I'll answer some points he raised in the following, but not to defend
my point of view :)]

[snip]
> > * A whole new operator (which you can't overload..or can you?), which
> > does something quite unusual (most programmers associate types with
> > names, not with expressions). The operation also doesn't actually return
> > much that's useful to the program, so the semantics are weird too.
> 
> No, you cannot overload the operator. That would be a Bad Thing, I think.
> That would throw the whole type system into the garbage :-).

Okay, in that sense the operator would be special, as generally
operators
in Python can be overloaded (directly or indirectly). I'd agree you
shouldn't be able to overload this one, though.

> The operator is not unusual: it is an inline type assertion. It is not a
> "new-fangled way to declare the type of something."

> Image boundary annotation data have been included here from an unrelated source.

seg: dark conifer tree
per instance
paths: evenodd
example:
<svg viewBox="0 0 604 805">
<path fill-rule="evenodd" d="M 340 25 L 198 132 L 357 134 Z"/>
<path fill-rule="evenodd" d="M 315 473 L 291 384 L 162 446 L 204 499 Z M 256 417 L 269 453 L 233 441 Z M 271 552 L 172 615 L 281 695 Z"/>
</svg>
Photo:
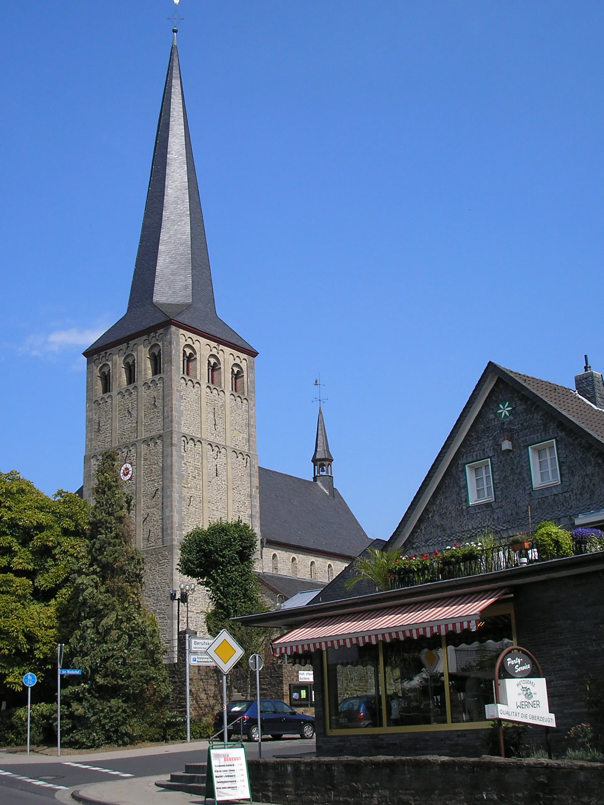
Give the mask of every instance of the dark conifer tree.
<svg viewBox="0 0 604 805">
<path fill-rule="evenodd" d="M 64 667 L 82 669 L 65 685 L 62 732 L 65 743 L 82 747 L 150 737 L 170 693 L 159 630 L 143 601 L 144 559 L 115 451 L 103 453 L 93 493 L 88 555 L 62 613 Z"/>
</svg>

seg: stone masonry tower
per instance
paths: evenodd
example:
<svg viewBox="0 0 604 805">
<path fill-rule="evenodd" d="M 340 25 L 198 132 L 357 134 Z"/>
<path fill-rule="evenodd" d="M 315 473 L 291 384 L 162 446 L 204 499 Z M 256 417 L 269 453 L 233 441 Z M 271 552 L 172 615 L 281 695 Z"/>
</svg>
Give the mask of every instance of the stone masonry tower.
<svg viewBox="0 0 604 805">
<path fill-rule="evenodd" d="M 184 535 L 239 517 L 259 533 L 258 353 L 216 313 L 176 30 L 128 309 L 84 354 L 85 497 L 100 453 L 116 448 L 132 467 L 147 604 L 173 644 Z M 207 609 L 196 591 L 190 625 L 201 634 Z"/>
</svg>

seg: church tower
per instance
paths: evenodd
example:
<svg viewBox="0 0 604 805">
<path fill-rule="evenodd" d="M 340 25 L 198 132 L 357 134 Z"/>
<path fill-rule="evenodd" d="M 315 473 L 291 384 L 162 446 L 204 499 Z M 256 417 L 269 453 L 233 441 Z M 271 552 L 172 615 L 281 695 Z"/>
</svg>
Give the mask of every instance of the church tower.
<svg viewBox="0 0 604 805">
<path fill-rule="evenodd" d="M 183 536 L 221 518 L 259 532 L 258 353 L 216 313 L 176 29 L 128 308 L 84 354 L 85 497 L 100 454 L 117 449 L 134 501 L 146 602 L 172 642 L 169 590 L 182 580 Z M 190 625 L 201 634 L 208 608 L 196 590 Z"/>
<path fill-rule="evenodd" d="M 319 419 L 316 421 L 316 439 L 315 452 L 312 455 L 312 480 L 318 484 L 325 494 L 333 497 L 333 456 L 329 451 L 327 431 L 323 420 L 323 409 L 319 403 Z"/>
</svg>

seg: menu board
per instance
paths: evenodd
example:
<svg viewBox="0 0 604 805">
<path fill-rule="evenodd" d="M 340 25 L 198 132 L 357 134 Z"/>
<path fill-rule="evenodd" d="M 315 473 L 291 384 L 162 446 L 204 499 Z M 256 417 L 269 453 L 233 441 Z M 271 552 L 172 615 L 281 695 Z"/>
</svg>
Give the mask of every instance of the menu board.
<svg viewBox="0 0 604 805">
<path fill-rule="evenodd" d="M 212 747 L 209 753 L 216 802 L 251 801 L 245 749 L 242 746 Z"/>
</svg>

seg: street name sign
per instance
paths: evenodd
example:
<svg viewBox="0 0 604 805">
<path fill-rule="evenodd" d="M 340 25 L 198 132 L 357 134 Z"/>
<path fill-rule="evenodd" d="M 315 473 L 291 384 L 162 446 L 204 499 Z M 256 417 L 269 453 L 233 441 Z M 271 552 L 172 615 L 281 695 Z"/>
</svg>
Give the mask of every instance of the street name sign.
<svg viewBox="0 0 604 805">
<path fill-rule="evenodd" d="M 223 674 L 228 674 L 245 654 L 241 646 L 225 629 L 222 630 L 208 646 L 206 651 Z"/>
</svg>

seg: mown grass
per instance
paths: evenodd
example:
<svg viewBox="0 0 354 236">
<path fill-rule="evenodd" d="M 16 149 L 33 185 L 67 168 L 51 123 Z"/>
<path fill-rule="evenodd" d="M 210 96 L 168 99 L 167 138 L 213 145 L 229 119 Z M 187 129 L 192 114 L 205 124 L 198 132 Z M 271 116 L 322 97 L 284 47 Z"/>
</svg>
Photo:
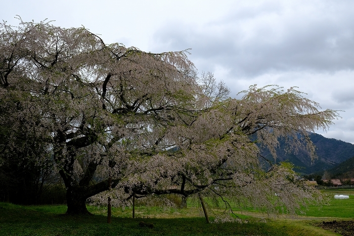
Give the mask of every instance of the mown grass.
<svg viewBox="0 0 354 236">
<path fill-rule="evenodd" d="M 93 216 L 64 214 L 65 206 L 21 206 L 0 203 L 1 235 L 332 235 L 308 222 L 267 220 L 244 216 L 247 223 L 206 224 L 197 208 L 113 208 L 112 222 L 107 223 L 106 209 L 90 206 Z M 144 218 L 143 218 L 144 217 Z M 140 223 L 144 222 L 143 226 Z M 153 225 L 152 228 L 144 227 Z"/>
</svg>

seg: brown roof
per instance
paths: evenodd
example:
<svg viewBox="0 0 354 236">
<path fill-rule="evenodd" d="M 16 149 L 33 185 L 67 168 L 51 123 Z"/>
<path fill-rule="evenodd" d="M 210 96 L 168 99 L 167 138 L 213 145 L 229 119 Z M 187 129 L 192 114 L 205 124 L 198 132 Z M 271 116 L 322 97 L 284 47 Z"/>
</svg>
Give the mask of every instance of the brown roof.
<svg viewBox="0 0 354 236">
<path fill-rule="evenodd" d="M 323 179 L 322 180 L 323 180 L 323 182 L 325 182 L 326 183 L 328 183 L 329 180 L 331 180 L 331 182 L 332 182 L 332 184 L 333 185 L 342 185 L 342 183 L 340 182 L 340 180 L 339 179 Z"/>
</svg>

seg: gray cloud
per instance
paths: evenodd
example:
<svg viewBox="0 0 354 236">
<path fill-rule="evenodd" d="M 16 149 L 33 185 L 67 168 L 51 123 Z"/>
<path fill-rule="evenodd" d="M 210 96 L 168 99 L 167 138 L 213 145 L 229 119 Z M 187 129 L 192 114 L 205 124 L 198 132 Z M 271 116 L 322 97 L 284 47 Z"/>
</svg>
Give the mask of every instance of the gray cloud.
<svg viewBox="0 0 354 236">
<path fill-rule="evenodd" d="M 236 10 L 202 27 L 172 22 L 154 40 L 171 50 L 192 48 L 193 60 L 238 75 L 354 69 L 354 15 L 347 10 L 354 5 L 324 5 L 301 13 L 273 3 Z"/>
</svg>

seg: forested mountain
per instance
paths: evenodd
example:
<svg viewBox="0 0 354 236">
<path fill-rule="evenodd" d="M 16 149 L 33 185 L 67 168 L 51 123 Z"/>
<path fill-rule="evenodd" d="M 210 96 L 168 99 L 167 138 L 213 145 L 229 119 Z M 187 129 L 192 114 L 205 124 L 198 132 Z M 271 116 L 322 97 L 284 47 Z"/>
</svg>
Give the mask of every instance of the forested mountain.
<svg viewBox="0 0 354 236">
<path fill-rule="evenodd" d="M 299 149 L 297 153 L 292 151 L 287 153 L 285 142 L 280 140 L 280 146 L 277 148 L 278 159 L 277 162 L 288 161 L 296 167 L 296 170 L 303 174 L 321 172 L 330 169 L 339 163 L 346 160 L 352 163 L 354 166 L 354 144 L 333 138 L 327 138 L 323 136 L 313 133 L 309 135 L 311 140 L 316 146 L 316 153 L 318 159 L 311 163 L 311 159 L 307 151 Z M 262 154 L 267 159 L 273 161 L 269 150 L 263 149 Z M 349 159 L 350 159 L 349 160 Z M 345 164 L 348 166 L 348 164 Z"/>
<path fill-rule="evenodd" d="M 354 155 L 327 171 L 333 178 L 354 178 Z"/>
</svg>

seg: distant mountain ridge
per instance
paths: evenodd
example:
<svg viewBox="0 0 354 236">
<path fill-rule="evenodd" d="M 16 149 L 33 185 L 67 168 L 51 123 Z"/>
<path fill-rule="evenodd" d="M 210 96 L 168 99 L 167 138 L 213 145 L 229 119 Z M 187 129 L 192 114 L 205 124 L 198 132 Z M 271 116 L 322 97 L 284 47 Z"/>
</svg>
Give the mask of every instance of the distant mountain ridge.
<svg viewBox="0 0 354 236">
<path fill-rule="evenodd" d="M 309 174 L 332 169 L 354 156 L 354 144 L 333 138 L 325 138 L 316 133 L 312 133 L 309 137 L 316 146 L 316 153 L 318 156 L 318 159 L 313 163 L 311 163 L 308 153 L 305 150 L 299 149 L 296 154 L 286 153 L 286 145 L 282 140 L 279 140 L 280 146 L 276 149 L 277 162 L 288 161 L 297 167 L 295 170 L 296 171 Z M 262 149 L 261 153 L 268 159 L 273 160 L 268 150 Z M 354 168 L 354 159 L 352 162 Z"/>
</svg>

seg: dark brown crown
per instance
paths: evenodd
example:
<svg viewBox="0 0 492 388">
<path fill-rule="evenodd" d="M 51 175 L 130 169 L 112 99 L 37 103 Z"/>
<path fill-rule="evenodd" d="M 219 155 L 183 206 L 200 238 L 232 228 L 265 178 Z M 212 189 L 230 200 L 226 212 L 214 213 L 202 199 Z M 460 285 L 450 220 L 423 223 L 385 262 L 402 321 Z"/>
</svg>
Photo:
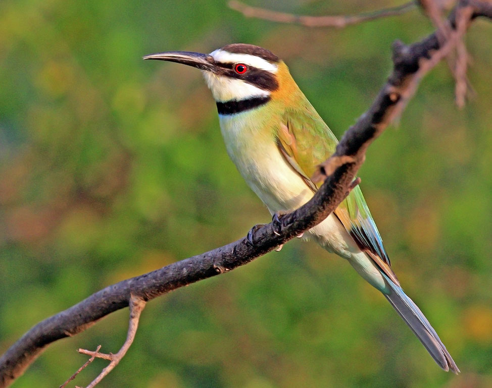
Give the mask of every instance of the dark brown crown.
<svg viewBox="0 0 492 388">
<path fill-rule="evenodd" d="M 224 46 L 221 49 L 234 54 L 249 54 L 255 56 L 274 63 L 279 61 L 278 57 L 270 50 L 253 44 L 234 43 Z"/>
</svg>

But it's quite unusual to the programmer coming from most other
languages, still. That doesn't mean it's bad, but Python isn't an
experimental language, so this could be an objection to the operator
approach.

> It is simply a new
> operation. The compiler happens to be able to create associations from it,
> but that does *not* alter the basic semantic of the operation.
> 
> Given:
> 
>    x = y or z
> 
> In the above statement, it returns "y" if it is "true". In the statement:
> 
>    x = y ! z
> 
> It returns "y" if it has "z" type; otherwise, throws an exception. The
> semantics aren't all the difficult or unusual.

Okay, that isn't that unusual as other operator operations can throw
exceptions under some circumstances as well. Well defended. :)

[snip]
> > * Interfaces with a new 'decl' statement. [If you punt on this you'll
> > have to the innocent Python programmer he can't use the static type
> > system with instances? or will we this be inferenced?]
> 
> Yes, I'd prefer to punt this for a while, as it is a much larger can of
> worms. It is another huge discussion piece. In the current discussion, I
> believe that we can factor out the interface issue quite easily -- we
> can do a lot of work now, and when interfaces arrive, they will slide
> right in without interfering with the V1 work. In other words, I believe
> there is very little coupling between the proposal as I've outline, and
> the next set of type system extensions (via interfaces).

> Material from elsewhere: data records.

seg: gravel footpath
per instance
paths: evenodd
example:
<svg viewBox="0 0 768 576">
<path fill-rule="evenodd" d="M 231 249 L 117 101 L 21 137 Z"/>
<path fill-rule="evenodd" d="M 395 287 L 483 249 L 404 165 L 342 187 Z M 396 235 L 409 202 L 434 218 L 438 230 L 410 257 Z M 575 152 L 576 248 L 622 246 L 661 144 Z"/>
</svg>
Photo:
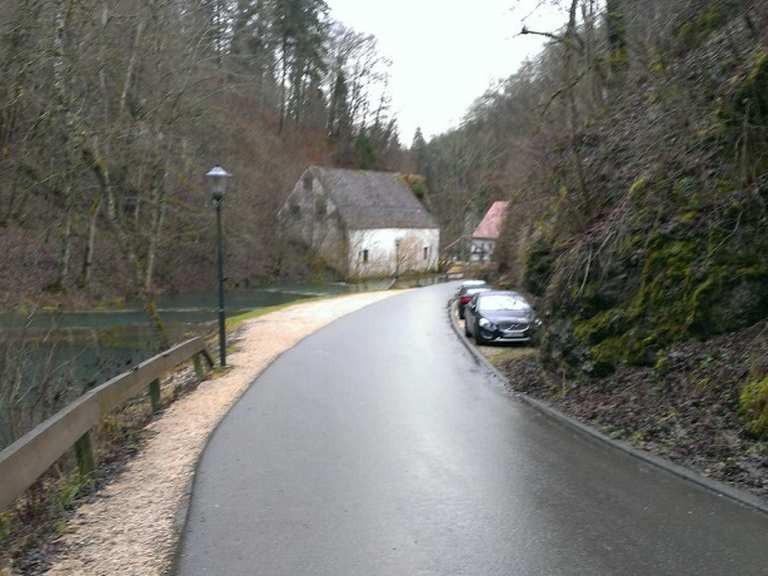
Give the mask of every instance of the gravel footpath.
<svg viewBox="0 0 768 576">
<path fill-rule="evenodd" d="M 392 296 L 356 294 L 298 304 L 247 321 L 232 369 L 172 404 L 148 429 L 142 452 L 67 522 L 48 574 L 166 574 L 178 540 L 178 513 L 209 434 L 281 352 L 333 320 Z"/>
</svg>

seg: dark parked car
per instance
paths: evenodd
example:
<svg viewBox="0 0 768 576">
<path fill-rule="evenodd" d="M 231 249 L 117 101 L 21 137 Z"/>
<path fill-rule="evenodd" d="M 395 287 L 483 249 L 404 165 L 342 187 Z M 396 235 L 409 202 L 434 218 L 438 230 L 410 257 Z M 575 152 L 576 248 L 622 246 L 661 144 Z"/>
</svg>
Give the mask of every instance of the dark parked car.
<svg viewBox="0 0 768 576">
<path fill-rule="evenodd" d="M 540 322 L 526 299 L 517 292 L 486 291 L 467 304 L 464 333 L 478 344 L 531 342 Z"/>
<path fill-rule="evenodd" d="M 462 285 L 456 294 L 456 302 L 459 308 L 459 318 L 462 320 L 464 319 L 464 309 L 466 308 L 467 304 L 469 304 L 469 301 L 472 300 L 472 297 L 475 294 L 479 294 L 480 292 L 487 292 L 490 289 L 490 286 L 485 283 L 481 284 L 479 281 L 473 281 L 472 284 Z"/>
</svg>

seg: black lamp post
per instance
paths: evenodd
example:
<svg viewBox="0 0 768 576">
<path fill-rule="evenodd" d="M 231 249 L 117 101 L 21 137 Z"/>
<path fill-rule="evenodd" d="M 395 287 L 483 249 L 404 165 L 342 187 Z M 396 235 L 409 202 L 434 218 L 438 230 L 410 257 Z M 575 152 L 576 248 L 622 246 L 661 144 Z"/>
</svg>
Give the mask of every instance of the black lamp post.
<svg viewBox="0 0 768 576">
<path fill-rule="evenodd" d="M 395 240 L 395 279 L 400 278 L 400 238 Z"/>
<path fill-rule="evenodd" d="M 221 203 L 227 193 L 227 186 L 232 174 L 221 166 L 214 166 L 208 174 L 208 185 L 211 191 L 213 206 L 216 208 L 216 250 L 218 253 L 218 280 L 219 280 L 219 360 L 222 366 L 227 365 L 227 329 L 224 312 L 224 250 L 222 248 L 221 234 Z"/>
</svg>

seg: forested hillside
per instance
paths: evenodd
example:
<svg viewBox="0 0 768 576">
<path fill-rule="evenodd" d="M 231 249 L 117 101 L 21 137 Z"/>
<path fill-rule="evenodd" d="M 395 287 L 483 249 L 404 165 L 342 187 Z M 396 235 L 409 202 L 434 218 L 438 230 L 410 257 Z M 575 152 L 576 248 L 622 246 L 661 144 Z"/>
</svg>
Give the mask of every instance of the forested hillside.
<svg viewBox="0 0 768 576">
<path fill-rule="evenodd" d="M 512 200 L 501 273 L 543 299 L 553 360 L 604 373 L 768 314 L 768 8 L 569 7 L 562 30 L 524 30 L 545 52 L 423 169 L 454 236 L 462 205 Z"/>
<path fill-rule="evenodd" d="M 211 286 L 213 164 L 229 281 L 304 274 L 304 167 L 401 161 L 388 62 L 323 0 L 4 0 L 0 61 L 4 306 Z"/>
<path fill-rule="evenodd" d="M 511 201 L 499 279 L 545 321 L 521 390 L 764 494 L 768 3 L 562 4 L 424 146 L 432 204 L 455 238 Z"/>
</svg>

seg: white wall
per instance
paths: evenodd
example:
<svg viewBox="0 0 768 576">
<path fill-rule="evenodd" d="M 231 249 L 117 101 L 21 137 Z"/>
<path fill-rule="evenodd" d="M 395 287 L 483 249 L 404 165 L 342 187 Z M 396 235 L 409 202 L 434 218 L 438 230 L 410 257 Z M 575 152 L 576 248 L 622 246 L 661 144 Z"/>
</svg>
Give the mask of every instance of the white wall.
<svg viewBox="0 0 768 576">
<path fill-rule="evenodd" d="M 396 241 L 400 241 L 398 249 Z M 424 258 L 424 249 L 427 258 Z M 350 276 L 393 276 L 406 272 L 437 271 L 440 231 L 437 229 L 384 228 L 349 232 Z M 368 262 L 363 252 L 368 251 Z M 399 264 L 399 265 L 398 265 Z"/>
</svg>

Hm, I'm still having some difficulty with this; as I understand it your
proposal would initially only work with functions (not methods) which
only use built-in types (not class instances). Am I right, or perhaps
I'm missing something..


[snip]

> > Adding anything like static type checking to Python entails fairly major
> > changes to the language, I'd think. Not that we shouldn't aim at keeping
> > those transparant and mostly compatible with Python as it is now, but
> > what we'll add will still be major.
> 
> Sure.

You say 'sure' to me saying it'll still be major? :) Oh, wait, I wasn't
arguing about that anymore!

> I think we're just viewing it a bit differently. To me, something
> like the metaclass stuff was a big change: it is capable of altering the
> very semantics of class construction. Adding package support was the same
> -- Python moved from a flat import space to an entirely new semantic for
> importing and application packaging.

Both happened before I was involved with Python, and I still don't know
much about metaclasses, so I can't comment on this one.

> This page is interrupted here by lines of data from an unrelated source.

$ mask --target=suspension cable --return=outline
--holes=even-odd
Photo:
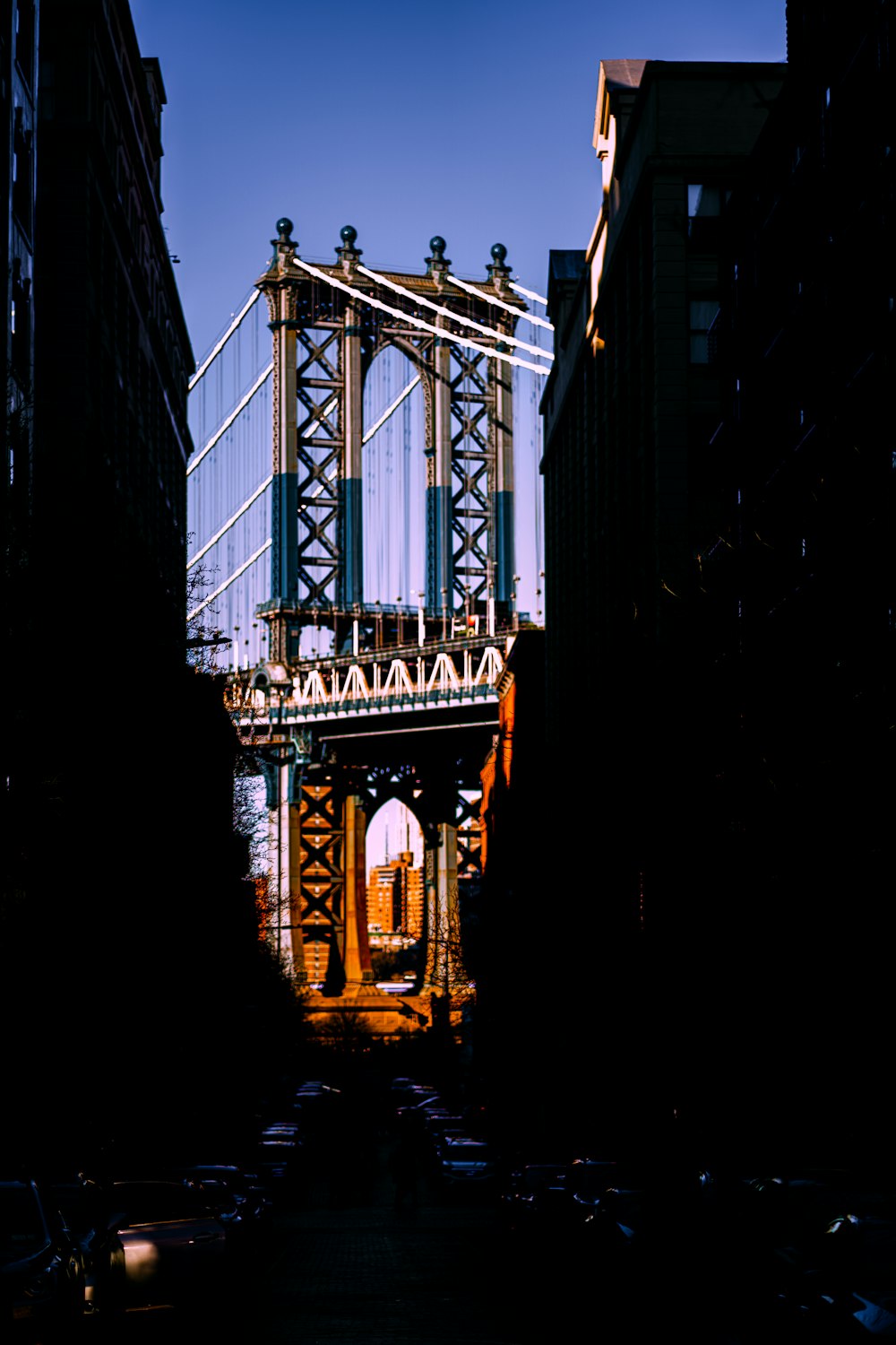
[[[547,299],[543,295],[536,295],[533,289],[525,289],[524,285],[517,285],[514,281],[508,281],[510,289],[516,289],[517,295],[525,295],[527,299],[533,299],[536,304],[544,304],[547,308]]]
[[[458,280],[458,277],[453,276],[450,272],[446,273],[445,278],[450,280],[453,285],[459,285],[461,289],[466,289],[469,295],[476,295],[477,299],[484,299],[486,304],[497,304],[498,308],[506,308],[508,313],[516,313],[517,317],[525,319],[527,323],[535,323],[536,327],[547,327],[548,331],[553,331],[552,323],[547,321],[547,319],[536,317],[535,313],[521,313],[514,304],[506,304],[496,295],[484,295],[476,285],[469,285],[465,280]]]
[[[227,328],[227,331],[224,332],[224,335],[212,347],[212,350],[208,351],[208,354],[206,355],[204,360],[201,362],[201,364],[199,366],[199,369],[196,370],[196,373],[193,374],[193,377],[187,383],[187,391],[188,393],[192,393],[193,387],[196,386],[196,383],[199,382],[199,379],[203,377],[203,374],[206,373],[206,370],[211,364],[212,359],[222,352],[222,350],[224,348],[224,346],[230,340],[230,338],[234,335],[234,332],[236,331],[236,328],[242,323],[242,320],[246,316],[246,313],[249,312],[249,309],[253,307],[253,304],[258,299],[261,299],[261,293],[262,293],[261,289],[255,289],[249,296],[249,299],[246,300],[246,303],[243,304],[243,307],[240,308],[240,311],[236,313],[236,316],[234,317],[232,323],[230,324],[230,327]]]
[[[372,308],[380,308],[384,313],[391,313],[392,317],[400,317],[402,321],[408,323],[410,327],[416,327],[420,331],[433,332],[435,336],[441,336],[442,340],[450,340],[454,346],[463,346],[466,350],[477,350],[482,355],[488,355],[489,359],[504,360],[505,364],[519,364],[520,369],[531,369],[536,374],[549,374],[551,370],[545,364],[533,364],[532,360],[520,359],[517,355],[505,355],[500,350],[492,350],[488,346],[480,346],[474,340],[467,340],[466,336],[457,336],[454,332],[446,331],[443,327],[433,327],[431,323],[424,323],[422,317],[411,317],[410,313],[403,313],[400,308],[392,308],[390,304],[384,304],[379,299],[373,299],[372,295],[365,295],[361,289],[353,289],[352,285],[345,285],[336,276],[328,276],[325,270],[320,270],[317,266],[312,266],[309,262],[302,261],[300,257],[293,257],[297,266],[308,272],[309,276],[314,276],[317,280],[322,280],[328,285],[333,285],[336,289],[343,289],[352,299],[360,299],[363,303],[369,304]],[[478,291],[476,292],[480,293]],[[509,307],[509,305],[508,305]],[[510,312],[519,312],[516,308],[510,308]]]
[[[364,274],[375,280],[377,285],[386,285],[388,289],[394,289],[396,295],[403,295],[404,299],[414,300],[415,304],[423,304],[426,308],[433,308],[437,313],[442,313],[445,317],[450,317],[454,323],[461,323],[463,327],[472,327],[473,331],[482,332],[488,336],[497,336],[498,340],[506,342],[509,346],[519,346],[521,350],[528,350],[533,355],[539,355],[541,359],[553,359],[549,351],[541,350],[540,346],[531,346],[527,340],[520,340],[517,336],[510,336],[508,332],[501,332],[496,327],[485,327],[482,323],[477,323],[473,317],[463,317],[461,313],[453,313],[450,308],[443,308],[442,304],[434,304],[431,299],[426,299],[423,295],[415,295],[412,289],[406,289],[404,285],[395,284],[394,280],[387,280],[386,276],[377,276],[375,270],[369,270],[367,266],[361,266],[359,262],[357,269]],[[514,309],[517,316],[519,309]]]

> > > > The 'simplicity' part comes in because you don't need *any* type
> > > > inferencing. Conceptually it's quite simple; all names need a type.
> > >
> > > 1) There is *no* way that I'm going to give every name a type. I may as
> > >    well switch to Java, C, or C++ (per Guido's advice in another email :-)
> >
> > Sure, but we're looking at *starting* the process. Perhaps we can do
> > away with specifying the type of each local variable very quickly by
> > using type inferencing, but at least we'll have a working
> > implementation!
> 
> I don't want to start there. I don't believe we need to start there. And
> my point (2) below blows away your premise of simplicity. Since you still
> need inferencing, the requirement to declare every name is not going to
> help, so you may as well relax that requirement.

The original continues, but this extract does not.